In Chapter 3 of 19 in her 2012 Capture Your Flag interview, non-profit executive Courtney Spence answers "What Role Does Reflection Play in Your Personal Growth?"  Spence notes how life lessons do not happen in the moment and, instead, how they happen when you take time to reflect on that moment.  She details how she revisits her childhood journaling experiences and brings that back to present to be more conscious of having a reflective process in her life.  Courtney Spence returns to Capture Your Flag for her Year 3 interview.  As Founder and Executive Director, Spence leads non-profit Students of the World to empower college students to use film, photography, and journalism to tell stories of global issues and the organizations working to address them.  Spence graduated with a BA in History from Duke University.

Transcript:

Erik Michielsen: What role does reflection play in your personal growth?

Courtney Spence: So I heard this line a few months ago. I’ve used it in a couple of speeches, but, you know, they say that life lessons don’t happen in the moment, they happen when you take the time to reflect on that moment. So you can go through trials and tribulations, and celebrations and successes, but if you don’t actually stop to reflect on what happened, and why it happened, and who made it happen, and what did you learn from that. You really won’t take those lessons with you through the rest of your life. Or you won’t – you might take them with you for a year but not for 40.
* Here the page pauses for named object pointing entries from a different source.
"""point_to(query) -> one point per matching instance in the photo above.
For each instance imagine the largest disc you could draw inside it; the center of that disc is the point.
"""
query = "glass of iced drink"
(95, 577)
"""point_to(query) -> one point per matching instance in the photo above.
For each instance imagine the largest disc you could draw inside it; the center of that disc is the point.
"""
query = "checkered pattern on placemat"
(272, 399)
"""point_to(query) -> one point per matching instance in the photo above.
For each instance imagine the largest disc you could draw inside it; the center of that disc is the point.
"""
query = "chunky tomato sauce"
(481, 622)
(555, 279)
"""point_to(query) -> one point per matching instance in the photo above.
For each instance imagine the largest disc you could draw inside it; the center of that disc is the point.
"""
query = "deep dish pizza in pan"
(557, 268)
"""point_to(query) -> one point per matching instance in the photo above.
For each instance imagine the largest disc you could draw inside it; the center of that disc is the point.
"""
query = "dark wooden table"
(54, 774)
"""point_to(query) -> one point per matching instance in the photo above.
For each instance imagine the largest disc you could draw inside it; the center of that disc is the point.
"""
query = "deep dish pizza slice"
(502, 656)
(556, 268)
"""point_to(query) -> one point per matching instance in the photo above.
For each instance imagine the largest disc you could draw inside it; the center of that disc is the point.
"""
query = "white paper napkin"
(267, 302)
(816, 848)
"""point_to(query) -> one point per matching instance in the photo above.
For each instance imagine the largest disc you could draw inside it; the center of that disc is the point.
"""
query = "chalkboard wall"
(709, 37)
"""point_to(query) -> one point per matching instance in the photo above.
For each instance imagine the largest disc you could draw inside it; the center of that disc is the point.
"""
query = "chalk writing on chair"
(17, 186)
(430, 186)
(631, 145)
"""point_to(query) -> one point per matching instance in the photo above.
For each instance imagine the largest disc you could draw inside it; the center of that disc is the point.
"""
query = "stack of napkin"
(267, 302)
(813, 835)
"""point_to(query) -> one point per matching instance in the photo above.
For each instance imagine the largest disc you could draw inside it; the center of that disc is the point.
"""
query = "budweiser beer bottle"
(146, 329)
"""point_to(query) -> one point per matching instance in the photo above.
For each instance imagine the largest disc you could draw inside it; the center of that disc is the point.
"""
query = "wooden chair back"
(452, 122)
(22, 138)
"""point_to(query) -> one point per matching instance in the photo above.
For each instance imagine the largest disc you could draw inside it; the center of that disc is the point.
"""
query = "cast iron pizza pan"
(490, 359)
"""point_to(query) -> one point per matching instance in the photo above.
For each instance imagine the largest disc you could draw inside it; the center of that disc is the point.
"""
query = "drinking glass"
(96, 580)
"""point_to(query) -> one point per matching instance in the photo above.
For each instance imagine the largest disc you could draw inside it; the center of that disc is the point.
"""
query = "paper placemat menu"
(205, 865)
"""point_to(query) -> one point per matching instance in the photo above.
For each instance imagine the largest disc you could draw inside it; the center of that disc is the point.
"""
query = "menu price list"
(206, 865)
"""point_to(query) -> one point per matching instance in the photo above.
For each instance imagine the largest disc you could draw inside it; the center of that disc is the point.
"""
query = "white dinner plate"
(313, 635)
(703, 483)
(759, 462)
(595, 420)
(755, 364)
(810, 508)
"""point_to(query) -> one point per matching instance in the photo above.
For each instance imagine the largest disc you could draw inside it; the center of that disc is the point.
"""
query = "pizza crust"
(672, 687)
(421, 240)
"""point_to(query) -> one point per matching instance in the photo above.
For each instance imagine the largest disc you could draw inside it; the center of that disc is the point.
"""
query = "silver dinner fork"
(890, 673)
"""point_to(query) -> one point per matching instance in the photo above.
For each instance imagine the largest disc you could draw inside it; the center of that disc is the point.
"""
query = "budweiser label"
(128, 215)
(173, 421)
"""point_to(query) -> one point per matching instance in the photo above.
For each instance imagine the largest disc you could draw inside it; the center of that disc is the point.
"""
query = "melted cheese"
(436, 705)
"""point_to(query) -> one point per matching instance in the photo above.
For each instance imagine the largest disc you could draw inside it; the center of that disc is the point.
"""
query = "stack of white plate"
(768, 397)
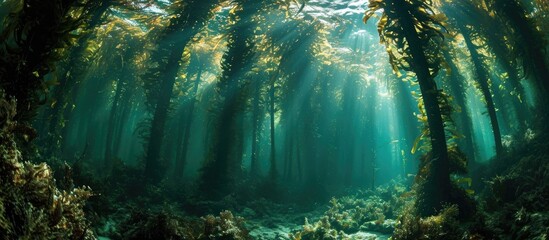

So reflection for me is super important and it always has been, I mean I think back to the ways I got through my awkward years in middle school and high school, and the angst and the worry, I mean I go back to my house and –  my parent’s house, and I just have stacks and stacks of journals, and I recognize that for me in my teens and my early 20’s, when I was really searching for a path, journaling and reflection were a big part of that. Now granted sometimes it was about boys, a lot of the time it was about boys but that was a lot of what – you know? As a teenager, you’re struggling with, right? And it’s really something that I lost there for a while, as I was just going, going, going, I wasn’t reflecting, and I think that I found myself in situations where I couldn’t believe I was in that situation again, whether it was professionally or personally, and I’ve recognized that I need to go back to my roots, which is journaling and reflecting, and really writing it out. I mean I can think through things, but if I don’t have a pen and a paper to share it with or a friend to share it with, I really don’t process things as effectively as I want to. So reflection is key. Key.